O'Carolan's Harp


By Bp. Joseph Boyd (Ancient Church of the West)

O'Carolan was one of the greatest bards in Celtic history, and his songs live on in the hearts of the Irish people. But his music living on is not what I have to tell you, the tale I have to tell is about his harp. 

When I was a child, returning to Ireland with my family from America, I wandered aimlessly through the hills and forests surrounding our family's land, where my ancestors and relatives had lived for so many years. 

On one of these occassions, I came across a huge willow tree, which had large branches that seemed to hold up the sky and swept over the river that ran beside it. 

Strangely enough, I thought that I heard harp music ringing in the branches of this old tree as I played upon it, of an ancient, harmonious kind. After many days of playing on this tree, I felt that I had made a friend, and I felt a sense of trust between us. I poured out my heart to the tree, as I wasn't as shocked as many would be when the tree spoke back to me. 

The story it told was a beautiful one, and I listened like a child on her grandmother's knee. 

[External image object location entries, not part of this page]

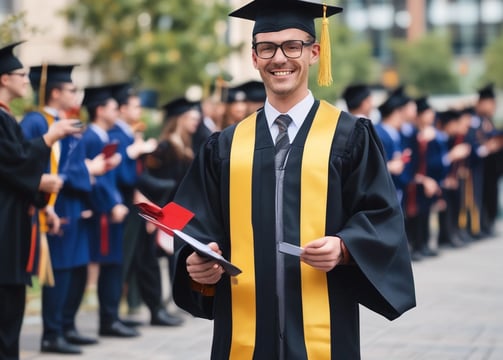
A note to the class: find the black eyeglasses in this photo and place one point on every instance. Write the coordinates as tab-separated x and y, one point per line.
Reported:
22	74
292	49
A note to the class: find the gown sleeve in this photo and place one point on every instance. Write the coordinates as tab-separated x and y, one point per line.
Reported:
199	192
374	231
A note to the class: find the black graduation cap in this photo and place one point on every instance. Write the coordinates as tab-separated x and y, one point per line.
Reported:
277	15
122	91
54	74
179	106
254	90
395	100
487	92
98	95
447	116
422	104
355	94
235	94
9	62
148	98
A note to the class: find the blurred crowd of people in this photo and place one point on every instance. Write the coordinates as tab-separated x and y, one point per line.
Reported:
69	188
446	163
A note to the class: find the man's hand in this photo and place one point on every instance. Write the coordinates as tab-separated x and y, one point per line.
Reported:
118	213
50	183
60	129
204	270
53	220
324	253
96	166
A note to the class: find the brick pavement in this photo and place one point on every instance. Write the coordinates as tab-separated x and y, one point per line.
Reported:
459	316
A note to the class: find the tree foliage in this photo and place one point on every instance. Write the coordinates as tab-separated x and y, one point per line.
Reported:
352	62
426	65
493	56
12	29
164	45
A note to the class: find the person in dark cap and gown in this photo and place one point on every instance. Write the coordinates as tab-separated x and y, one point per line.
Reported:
106	225
68	245
246	194
493	163
389	132
358	100
164	169
24	185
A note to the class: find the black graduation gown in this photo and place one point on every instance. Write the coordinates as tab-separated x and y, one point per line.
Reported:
22	164
362	209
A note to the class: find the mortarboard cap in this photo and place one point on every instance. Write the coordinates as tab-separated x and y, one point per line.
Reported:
395	100
272	16
234	94
254	91
487	92
97	95
445	117
148	98
422	104
9	62
179	106
122	91
54	74
355	94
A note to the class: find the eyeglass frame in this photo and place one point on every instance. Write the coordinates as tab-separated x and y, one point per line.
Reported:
22	74
276	46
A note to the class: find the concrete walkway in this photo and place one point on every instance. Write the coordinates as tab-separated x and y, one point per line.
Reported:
459	316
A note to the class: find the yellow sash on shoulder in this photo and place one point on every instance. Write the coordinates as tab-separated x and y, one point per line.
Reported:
314	188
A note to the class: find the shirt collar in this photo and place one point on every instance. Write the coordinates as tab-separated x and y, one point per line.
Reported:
298	113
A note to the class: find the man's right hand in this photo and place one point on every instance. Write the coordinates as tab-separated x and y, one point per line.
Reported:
59	130
50	183
204	270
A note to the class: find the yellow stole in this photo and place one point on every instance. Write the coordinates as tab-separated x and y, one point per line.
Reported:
314	188
45	274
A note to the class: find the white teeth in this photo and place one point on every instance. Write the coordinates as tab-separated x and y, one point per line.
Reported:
282	73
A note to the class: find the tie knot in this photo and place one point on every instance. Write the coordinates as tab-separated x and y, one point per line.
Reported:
283	121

She said that she was the harp of Turlough O'Carolan, and that before that, she had been a willow branch, bent and carved, and hollowed out by a master harp builder. No one would buy her, though, because her wood was stained green with her spring sap, that was until the blind harper came, who couldn't see her color and fell in love with her voice. 

Everyone knows that green willow wood is alive, even if it has been separated from the tree for a long time. All you need to do is put it in water, and roots will spread and branches grow out of a log long thought dead. This is natural, but there are other reasons why Carolan's harp turned alive, and they are more supernatural. 

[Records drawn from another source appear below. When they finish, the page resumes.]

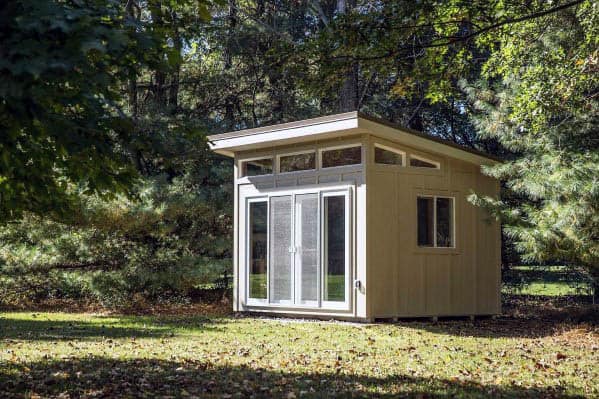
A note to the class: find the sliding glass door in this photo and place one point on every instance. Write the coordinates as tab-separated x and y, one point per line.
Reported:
298	249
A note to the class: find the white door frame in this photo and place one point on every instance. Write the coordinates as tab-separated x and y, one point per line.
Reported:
323	191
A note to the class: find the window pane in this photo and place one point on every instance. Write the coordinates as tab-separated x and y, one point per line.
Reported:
256	167
334	248
258	248
342	156
307	231
280	243
444	222
387	157
425	222
292	163
422	164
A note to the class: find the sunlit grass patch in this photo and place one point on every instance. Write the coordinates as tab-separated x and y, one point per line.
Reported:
85	355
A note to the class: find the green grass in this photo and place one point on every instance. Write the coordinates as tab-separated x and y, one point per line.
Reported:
49	354
545	280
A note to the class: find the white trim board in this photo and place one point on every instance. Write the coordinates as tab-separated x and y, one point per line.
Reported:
339	126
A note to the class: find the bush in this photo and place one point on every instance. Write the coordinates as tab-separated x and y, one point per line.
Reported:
172	239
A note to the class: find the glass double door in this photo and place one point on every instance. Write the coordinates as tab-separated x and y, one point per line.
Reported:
299	249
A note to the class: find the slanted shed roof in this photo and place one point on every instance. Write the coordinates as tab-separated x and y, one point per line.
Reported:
336	126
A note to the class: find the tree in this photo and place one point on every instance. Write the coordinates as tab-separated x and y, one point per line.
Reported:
64	132
539	100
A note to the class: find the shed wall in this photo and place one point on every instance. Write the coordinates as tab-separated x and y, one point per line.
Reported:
406	280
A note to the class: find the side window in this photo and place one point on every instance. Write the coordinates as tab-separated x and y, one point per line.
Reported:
256	167
418	162
388	156
435	218
341	156
297	162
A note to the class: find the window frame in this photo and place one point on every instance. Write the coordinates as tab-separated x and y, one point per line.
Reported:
453	222
423	159
286	154
340	147
250	300
241	161
404	155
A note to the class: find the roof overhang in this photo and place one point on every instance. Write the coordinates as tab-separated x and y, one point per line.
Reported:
337	126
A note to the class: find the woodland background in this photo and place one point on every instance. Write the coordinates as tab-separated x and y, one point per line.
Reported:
108	192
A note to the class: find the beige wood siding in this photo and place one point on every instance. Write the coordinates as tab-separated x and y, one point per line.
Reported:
406	280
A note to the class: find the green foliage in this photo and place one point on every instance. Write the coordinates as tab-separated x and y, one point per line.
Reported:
167	242
61	63
543	107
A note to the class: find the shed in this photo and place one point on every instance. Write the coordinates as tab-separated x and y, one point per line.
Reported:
351	217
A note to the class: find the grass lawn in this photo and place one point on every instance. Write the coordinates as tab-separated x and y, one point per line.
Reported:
74	355
546	280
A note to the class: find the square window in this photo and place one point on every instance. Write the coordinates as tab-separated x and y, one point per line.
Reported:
426	229
435	218
256	167
444	222
297	162
341	157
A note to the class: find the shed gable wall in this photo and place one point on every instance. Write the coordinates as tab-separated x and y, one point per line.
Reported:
406	280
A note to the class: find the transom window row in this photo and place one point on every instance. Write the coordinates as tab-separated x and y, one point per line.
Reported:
305	160
330	158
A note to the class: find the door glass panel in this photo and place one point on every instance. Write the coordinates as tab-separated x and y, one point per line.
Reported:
306	233
258	251
280	244
334	248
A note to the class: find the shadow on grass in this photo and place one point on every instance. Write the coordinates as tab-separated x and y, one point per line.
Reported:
101	377
140	327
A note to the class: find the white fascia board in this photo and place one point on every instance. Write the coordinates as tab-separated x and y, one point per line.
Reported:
422	143
284	135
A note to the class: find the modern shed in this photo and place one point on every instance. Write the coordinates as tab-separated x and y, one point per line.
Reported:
350	217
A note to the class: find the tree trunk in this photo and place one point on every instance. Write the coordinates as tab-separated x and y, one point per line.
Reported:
228	63
348	94
132	12
159	89
173	95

Carolan, as a blind man, could hear things that others could not hear. Some of the things he heard were not meant to be heard by mortal men, but were slip of the lips by fairies who thought they were alone, had too much to drink, or when they were singing to themselves plowing fairy circles in the forest. These melodies were little snippets of the Ceol Mor, which even fairies can only sing small parts of (because its as long as the universe), the song that God sung to animate the world. Carolan still couldn't get the notes quite right, and his versions are full of errors, but what he did play right did something amazing to his harp: it was brought to life and it became a portal between the spirit world and the world of men. 

When Carolan died, his harp continued to play the old tunes, and the people of the village thought it to be haunted and cursed. So, they took it out and threw it in the river. It floated down into a bog, and there took root and grew into a tree, a five hundred year old tree. And unlike any other tree, Carolan's harp can sing and play, tell stories, and bridge between the worlds. 

The harp can speak of the tragedies and beauties of Ireland, and she sings songs about them, as only a bard can do. She is the last of the ancient order of Irish bards, but will teach any who will listen. She is a kingdom as well, where sprites and fairies live in a willow-wood city, surrounding the tarnished, green strings of the original harp. 

This all a big willow tree on the banks of the river Boyne. My amazement was the greatest when, as a child, the tree opened up to me and I began my adventures.